Dia tidak yakin apakah dia bisa kembali ke Rusia, tambahnya. "Semua tergantung pada situasinya."
Pria usia militer merupakan mayoritas dari mereka yang tiba dari penerbangan terakhir dari Moskow. Banyak yang enggan berbicara.
Yerevan telah menjadi tujuan utama bagi orang Rusia yang melarikan diri sejak perang dimulai pada 24 Februari.
Sejak itu, Armenia mengatakan setidaknya 40.000 orang Rusia telah tiba di negara kecil Kaukasus itu, yang pernah menjadi bagian dari Uni Soviet.
Hampir 50.000 orang Rusia telah melarikan diri ke negara tetangga Georgia, statistik nasional dari bulan Juni menunjukkan.
Kremlin pada hari Kamis menepis laporan tersebut, menyebutnya "palsu" bahwa orang-orang Rusia yang memenuhi syarat untuk dimobilisasi bergegas untuk keluar.
"Banyak informasi palsu telah muncul tentang ini," klaim juru bicara Dmitry Peskov.
Tetapi penerbangan dari Rusia hampir sepenuhnya dipesan untuk minggu depan ke kota-kota di negara-negara bekas Soviet terdekat seperti Armenia, Azerbaijan, Georgia, Kazakhstan, Kirgistan, dan Tajikistan.
Dan perintah mobilisasi Putin tidak hanya memprovokasi untuk keluar -- ada juga protes.
Polisi menangkap lebih dari 1.300 orang pada hari Rabu di demonstrasi menentang mobilisasi di seluruh Rusia, menurut satu kelompok pemantau protes, OVD-Info.
Di jejaring sosial, ada kekhawatiran Rusia akan menutup perbatasannya.
Namun Menteri Dalam Negeri Jerman Nancy Faeser mengatakan pada Kamis bahwa para pembelot Rusia dapat "mendapatkan perlindungan internasional" di negaranya.
'Hampir tidak ada yang mendukung perang'
Otoritas perbatasan Finlandia mengatakan pada hari Kamis bahwa mereka telah melihat peningkatan lalu lintas dari Rusia setelah pengumuman Putin.
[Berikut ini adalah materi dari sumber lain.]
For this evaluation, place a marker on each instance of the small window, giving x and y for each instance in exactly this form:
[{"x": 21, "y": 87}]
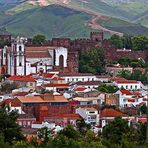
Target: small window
[{"x": 20, "y": 48}]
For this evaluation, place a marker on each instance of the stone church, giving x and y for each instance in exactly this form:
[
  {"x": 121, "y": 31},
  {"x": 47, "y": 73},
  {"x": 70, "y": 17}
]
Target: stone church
[{"x": 21, "y": 60}]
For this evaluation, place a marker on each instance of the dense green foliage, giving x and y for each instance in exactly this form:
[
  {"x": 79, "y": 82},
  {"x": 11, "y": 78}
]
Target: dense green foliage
[
  {"x": 9, "y": 129},
  {"x": 116, "y": 133},
  {"x": 129, "y": 42},
  {"x": 92, "y": 61},
  {"x": 125, "y": 61}
]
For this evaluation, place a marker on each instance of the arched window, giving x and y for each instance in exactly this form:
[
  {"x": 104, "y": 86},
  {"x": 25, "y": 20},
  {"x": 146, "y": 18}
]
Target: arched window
[
  {"x": 61, "y": 61},
  {"x": 20, "y": 48}
]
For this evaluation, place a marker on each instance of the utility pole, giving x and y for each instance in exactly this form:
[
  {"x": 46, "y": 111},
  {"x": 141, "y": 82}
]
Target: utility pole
[{"x": 147, "y": 120}]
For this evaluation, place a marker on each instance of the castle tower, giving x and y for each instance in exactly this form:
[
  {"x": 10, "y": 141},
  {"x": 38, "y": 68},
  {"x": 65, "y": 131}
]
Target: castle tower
[
  {"x": 18, "y": 58},
  {"x": 97, "y": 36}
]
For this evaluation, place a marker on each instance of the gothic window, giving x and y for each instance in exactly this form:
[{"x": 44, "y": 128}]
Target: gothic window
[
  {"x": 61, "y": 62},
  {"x": 20, "y": 64},
  {"x": 20, "y": 48}
]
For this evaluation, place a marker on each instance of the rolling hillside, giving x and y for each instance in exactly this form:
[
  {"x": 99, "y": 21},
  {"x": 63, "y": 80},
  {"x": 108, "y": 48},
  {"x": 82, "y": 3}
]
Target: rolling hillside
[
  {"x": 53, "y": 21},
  {"x": 71, "y": 18}
]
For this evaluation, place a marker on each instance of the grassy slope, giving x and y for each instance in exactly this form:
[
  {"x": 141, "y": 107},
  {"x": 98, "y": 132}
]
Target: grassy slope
[
  {"x": 53, "y": 21},
  {"x": 124, "y": 26},
  {"x": 99, "y": 6}
]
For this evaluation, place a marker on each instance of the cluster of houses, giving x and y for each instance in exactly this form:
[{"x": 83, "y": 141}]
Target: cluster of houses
[{"x": 46, "y": 97}]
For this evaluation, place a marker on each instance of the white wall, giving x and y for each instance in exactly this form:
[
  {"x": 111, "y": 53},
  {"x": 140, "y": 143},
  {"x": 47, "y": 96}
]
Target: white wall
[
  {"x": 79, "y": 78},
  {"x": 58, "y": 52}
]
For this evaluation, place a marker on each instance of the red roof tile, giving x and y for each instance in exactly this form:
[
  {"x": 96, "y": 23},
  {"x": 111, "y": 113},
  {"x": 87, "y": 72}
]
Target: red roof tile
[
  {"x": 126, "y": 81},
  {"x": 71, "y": 116},
  {"x": 80, "y": 89},
  {"x": 125, "y": 92},
  {"x": 110, "y": 112},
  {"x": 57, "y": 79},
  {"x": 47, "y": 75},
  {"x": 57, "y": 85},
  {"x": 22, "y": 78}
]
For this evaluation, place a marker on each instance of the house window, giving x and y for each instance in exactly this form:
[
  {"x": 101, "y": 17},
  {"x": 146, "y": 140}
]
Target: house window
[
  {"x": 31, "y": 84},
  {"x": 20, "y": 48}
]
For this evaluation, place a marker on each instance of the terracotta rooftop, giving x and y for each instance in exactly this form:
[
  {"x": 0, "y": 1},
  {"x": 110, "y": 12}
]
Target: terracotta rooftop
[
  {"x": 110, "y": 112},
  {"x": 57, "y": 85},
  {"x": 57, "y": 79},
  {"x": 81, "y": 89},
  {"x": 38, "y": 54},
  {"x": 22, "y": 78},
  {"x": 126, "y": 81},
  {"x": 89, "y": 83},
  {"x": 47, "y": 75},
  {"x": 71, "y": 116},
  {"x": 76, "y": 74},
  {"x": 20, "y": 94},
  {"x": 126, "y": 92},
  {"x": 41, "y": 99}
]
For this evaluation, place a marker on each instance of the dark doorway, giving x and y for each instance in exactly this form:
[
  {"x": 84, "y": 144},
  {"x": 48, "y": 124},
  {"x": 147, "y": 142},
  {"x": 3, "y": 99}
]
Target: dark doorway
[{"x": 61, "y": 62}]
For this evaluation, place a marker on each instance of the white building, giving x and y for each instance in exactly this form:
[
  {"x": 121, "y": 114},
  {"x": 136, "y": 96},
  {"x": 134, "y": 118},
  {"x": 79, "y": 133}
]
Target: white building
[
  {"x": 89, "y": 114},
  {"x": 115, "y": 69},
  {"x": 21, "y": 60},
  {"x": 128, "y": 84},
  {"x": 76, "y": 77}
]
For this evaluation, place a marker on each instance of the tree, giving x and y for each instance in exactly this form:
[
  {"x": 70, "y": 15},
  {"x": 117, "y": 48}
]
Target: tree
[
  {"x": 124, "y": 74},
  {"x": 82, "y": 127},
  {"x": 127, "y": 41},
  {"x": 114, "y": 131},
  {"x": 116, "y": 41},
  {"x": 45, "y": 134},
  {"x": 92, "y": 61},
  {"x": 140, "y": 43},
  {"x": 8, "y": 126},
  {"x": 7, "y": 87},
  {"x": 22, "y": 144},
  {"x": 70, "y": 132},
  {"x": 39, "y": 39}
]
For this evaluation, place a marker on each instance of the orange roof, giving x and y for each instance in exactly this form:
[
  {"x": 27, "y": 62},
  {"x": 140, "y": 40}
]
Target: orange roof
[
  {"x": 80, "y": 89},
  {"x": 110, "y": 112},
  {"x": 22, "y": 78},
  {"x": 126, "y": 92},
  {"x": 15, "y": 78},
  {"x": 117, "y": 79},
  {"x": 57, "y": 85},
  {"x": 126, "y": 81},
  {"x": 72, "y": 116},
  {"x": 40, "y": 99},
  {"x": 57, "y": 79},
  {"x": 47, "y": 75}
]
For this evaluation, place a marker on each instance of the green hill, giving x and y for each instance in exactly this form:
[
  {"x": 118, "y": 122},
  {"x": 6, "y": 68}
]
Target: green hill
[{"x": 53, "y": 21}]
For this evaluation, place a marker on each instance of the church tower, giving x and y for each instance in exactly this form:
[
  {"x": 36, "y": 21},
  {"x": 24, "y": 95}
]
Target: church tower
[{"x": 18, "y": 58}]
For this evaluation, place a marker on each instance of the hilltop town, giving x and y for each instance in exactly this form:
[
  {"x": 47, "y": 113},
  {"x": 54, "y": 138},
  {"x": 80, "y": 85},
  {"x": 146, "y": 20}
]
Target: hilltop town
[{"x": 53, "y": 83}]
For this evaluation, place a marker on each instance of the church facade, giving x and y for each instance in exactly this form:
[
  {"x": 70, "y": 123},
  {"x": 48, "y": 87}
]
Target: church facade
[{"x": 21, "y": 60}]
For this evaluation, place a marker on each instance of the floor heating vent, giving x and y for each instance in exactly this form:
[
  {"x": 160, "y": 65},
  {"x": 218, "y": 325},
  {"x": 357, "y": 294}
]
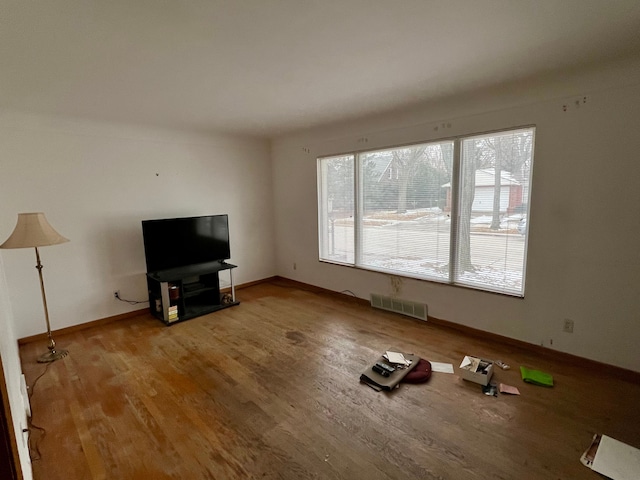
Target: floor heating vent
[{"x": 405, "y": 307}]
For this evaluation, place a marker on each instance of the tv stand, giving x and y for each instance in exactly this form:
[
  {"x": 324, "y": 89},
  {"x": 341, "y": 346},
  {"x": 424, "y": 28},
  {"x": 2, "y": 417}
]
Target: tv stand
[{"x": 186, "y": 292}]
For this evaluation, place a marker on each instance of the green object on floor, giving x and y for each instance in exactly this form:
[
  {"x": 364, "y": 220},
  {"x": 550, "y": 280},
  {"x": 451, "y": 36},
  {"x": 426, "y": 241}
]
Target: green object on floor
[{"x": 536, "y": 377}]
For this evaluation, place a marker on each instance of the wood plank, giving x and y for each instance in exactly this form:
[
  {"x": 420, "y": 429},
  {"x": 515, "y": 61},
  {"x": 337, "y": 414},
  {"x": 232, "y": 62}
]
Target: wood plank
[{"x": 269, "y": 389}]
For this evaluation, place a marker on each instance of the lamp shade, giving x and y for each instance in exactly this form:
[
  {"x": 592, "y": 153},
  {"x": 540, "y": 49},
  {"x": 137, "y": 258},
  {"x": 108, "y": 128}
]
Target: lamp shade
[{"x": 33, "y": 230}]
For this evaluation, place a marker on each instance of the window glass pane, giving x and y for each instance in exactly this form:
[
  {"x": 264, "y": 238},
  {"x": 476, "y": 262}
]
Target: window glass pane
[
  {"x": 403, "y": 207},
  {"x": 336, "y": 201},
  {"x": 495, "y": 178}
]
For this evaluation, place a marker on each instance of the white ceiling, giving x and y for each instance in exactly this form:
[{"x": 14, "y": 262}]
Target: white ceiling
[{"x": 267, "y": 67}]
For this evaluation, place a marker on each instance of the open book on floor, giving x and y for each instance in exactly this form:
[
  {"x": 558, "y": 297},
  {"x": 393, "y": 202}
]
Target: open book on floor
[{"x": 379, "y": 378}]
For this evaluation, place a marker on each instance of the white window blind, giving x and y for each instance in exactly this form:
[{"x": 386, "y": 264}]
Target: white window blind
[
  {"x": 453, "y": 211},
  {"x": 336, "y": 208}
]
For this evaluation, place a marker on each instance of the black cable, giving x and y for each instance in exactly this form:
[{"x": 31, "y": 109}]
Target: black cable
[
  {"x": 32, "y": 425},
  {"x": 130, "y": 302}
]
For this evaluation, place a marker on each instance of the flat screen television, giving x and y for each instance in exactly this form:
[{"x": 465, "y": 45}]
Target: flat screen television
[{"x": 178, "y": 242}]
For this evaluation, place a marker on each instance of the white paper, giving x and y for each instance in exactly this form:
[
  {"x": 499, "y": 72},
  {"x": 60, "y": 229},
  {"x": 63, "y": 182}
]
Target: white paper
[
  {"x": 616, "y": 460},
  {"x": 395, "y": 357},
  {"x": 441, "y": 367},
  {"x": 470, "y": 363}
]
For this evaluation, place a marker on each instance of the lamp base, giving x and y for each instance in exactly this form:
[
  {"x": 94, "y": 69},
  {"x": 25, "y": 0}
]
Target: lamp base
[{"x": 52, "y": 356}]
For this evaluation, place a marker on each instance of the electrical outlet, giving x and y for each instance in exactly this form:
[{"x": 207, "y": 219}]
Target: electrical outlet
[{"x": 568, "y": 325}]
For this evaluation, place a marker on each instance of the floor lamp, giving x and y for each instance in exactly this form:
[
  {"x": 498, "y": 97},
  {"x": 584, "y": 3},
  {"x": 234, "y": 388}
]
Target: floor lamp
[{"x": 33, "y": 230}]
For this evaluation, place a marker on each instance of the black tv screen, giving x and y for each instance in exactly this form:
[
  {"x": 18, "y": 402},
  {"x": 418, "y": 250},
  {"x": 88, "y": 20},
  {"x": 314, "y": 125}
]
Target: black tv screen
[{"x": 177, "y": 242}]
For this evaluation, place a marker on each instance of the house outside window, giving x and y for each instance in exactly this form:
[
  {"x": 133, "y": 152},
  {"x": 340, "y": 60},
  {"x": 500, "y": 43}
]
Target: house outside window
[{"x": 453, "y": 211}]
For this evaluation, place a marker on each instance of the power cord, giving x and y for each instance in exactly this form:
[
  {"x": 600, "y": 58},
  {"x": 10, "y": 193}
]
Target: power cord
[
  {"x": 33, "y": 426},
  {"x": 130, "y": 302}
]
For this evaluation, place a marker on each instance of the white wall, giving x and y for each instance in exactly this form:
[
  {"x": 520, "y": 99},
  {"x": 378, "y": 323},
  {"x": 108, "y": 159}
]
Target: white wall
[
  {"x": 12, "y": 370},
  {"x": 583, "y": 258},
  {"x": 96, "y": 182}
]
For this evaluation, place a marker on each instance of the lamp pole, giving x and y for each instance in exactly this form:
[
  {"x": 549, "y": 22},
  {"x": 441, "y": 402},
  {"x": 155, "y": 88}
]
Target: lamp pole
[{"x": 52, "y": 354}]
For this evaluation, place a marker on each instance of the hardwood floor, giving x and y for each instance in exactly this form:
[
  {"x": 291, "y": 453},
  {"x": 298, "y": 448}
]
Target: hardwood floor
[{"x": 269, "y": 390}]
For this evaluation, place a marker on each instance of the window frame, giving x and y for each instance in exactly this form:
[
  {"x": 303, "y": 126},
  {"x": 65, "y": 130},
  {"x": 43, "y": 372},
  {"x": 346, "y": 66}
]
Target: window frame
[{"x": 456, "y": 186}]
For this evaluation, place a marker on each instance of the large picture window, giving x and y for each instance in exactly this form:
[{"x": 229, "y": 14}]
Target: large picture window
[{"x": 453, "y": 211}]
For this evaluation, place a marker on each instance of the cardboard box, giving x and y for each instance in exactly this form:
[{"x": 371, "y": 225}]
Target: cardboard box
[{"x": 477, "y": 370}]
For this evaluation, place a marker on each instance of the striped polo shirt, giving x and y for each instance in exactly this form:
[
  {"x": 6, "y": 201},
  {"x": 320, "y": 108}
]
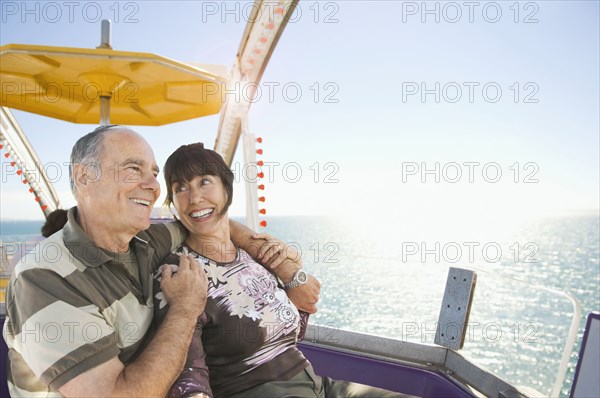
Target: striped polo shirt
[{"x": 70, "y": 307}]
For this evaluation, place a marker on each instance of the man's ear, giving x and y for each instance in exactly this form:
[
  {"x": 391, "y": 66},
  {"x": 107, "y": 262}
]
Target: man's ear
[{"x": 80, "y": 178}]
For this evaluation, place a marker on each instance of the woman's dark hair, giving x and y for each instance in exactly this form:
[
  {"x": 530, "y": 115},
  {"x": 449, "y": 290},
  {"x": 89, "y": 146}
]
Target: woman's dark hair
[
  {"x": 193, "y": 160},
  {"x": 54, "y": 222}
]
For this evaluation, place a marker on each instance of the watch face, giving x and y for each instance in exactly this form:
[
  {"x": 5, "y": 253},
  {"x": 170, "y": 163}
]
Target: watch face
[{"x": 302, "y": 277}]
Tetapi mereka menekankan bahwa arus masuk masih pada tingkat yang relatif rendah.
Di perlintasan perbatasan Vaalimaa di Finlandia, terlihat antrean mobil sepanjang sekitar 150 meter yang terlihat pada Kamis sore.
"Sibuk di pagi dan malam hari, tapi sekarang mulai tenang," kata Elias Laine, seorang penjaga perbatasan di sana kepada AFP.
Seorang manajer proyek berusia 23 tahun dari Moskow mengatakan kepada AFP bahwa mobilisasi telah mendorong rencananya untuk meninggalkan Rusia pada Oktober.
"Saya memenuhi syarat untuk dipanggil," jelasnya.
“Beberapa orang melakukan protes karena mereka tidak akan rugi. Yang lain mencari undang-undang dan berbicara dengan pengacara untuk mengetahui apakah mereka dapat wajib militer,” katanya.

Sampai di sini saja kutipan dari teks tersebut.